Ford Motor Co. (F) - Get Report shares traded lower Wednesday after the carmaker forecast a deeper-than-expected current quarter loss of more than $5 billion but declined to provide a full-year profit outlook amid the coronavirus pandemic.
Ford said it burned through $2.2 billion in cash over the first quarter, while posting a wider-than-expected adjusted loss of 23 cents a share on sales of $34.32 billion, but insisted it had enough cash to last through the year after tapping credit markets earlier this month.
Ford said it had $35 billion in cash on its balance sheet as of April 24, thanks in part to $15.4 billion gained from drawing down on two existing credit lines, and is looking to "a gradual ramp up over the next few months" of its manufacturing plants and supply network "before full production is resumed globally."

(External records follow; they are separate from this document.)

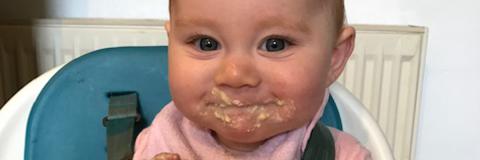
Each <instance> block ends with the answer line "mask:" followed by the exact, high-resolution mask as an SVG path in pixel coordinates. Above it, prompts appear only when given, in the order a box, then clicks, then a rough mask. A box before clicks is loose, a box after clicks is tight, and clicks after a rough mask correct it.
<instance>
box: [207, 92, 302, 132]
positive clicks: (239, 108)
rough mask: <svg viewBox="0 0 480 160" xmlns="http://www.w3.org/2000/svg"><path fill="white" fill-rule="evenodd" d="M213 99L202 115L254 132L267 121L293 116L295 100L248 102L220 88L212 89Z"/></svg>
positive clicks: (274, 122)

"In mid-March, we went through our financial guidance for 2020. As a reminder, when we gave you our outlook in early February, we said it excluded impacts of COVID-19," CFO Tim Stone told investors on a conference call late Tuesday. "Today, unfortunately, the economic environment remains too uncertain to provide updated guidance for the year."
"However, assuming in the second quarter, we restart production in a phased way." he added. "We believe we will see the largest impact from this crisis in the second quarter as industry volumes continue to be down significantly in every region year-over-year."
Ford shares were marked 1% lower in early trading Wednesday to change hands at $5.32 each, a move that would extend the stock's year-to-date decline to around 42%.
"For all the fears of how OEMs would handle the worst of the coronavirus upheaval, we’d argue the silver lining of Ford’s 1Q print is that commentary on cash burn + 2Q guide were not worse than feared, and were in-line with bearish expectations," said Credit Suisse analyst Dan Levy.
"It is increasingly clear Ford has ample liquidity to manage through the worst. Yet our key concern lies in Ford’s ability to balance the ‘Two Clocks’ (near term pressures from the business cycle and longer-term secular shifts in the industry) amid a heavier debt load," he added.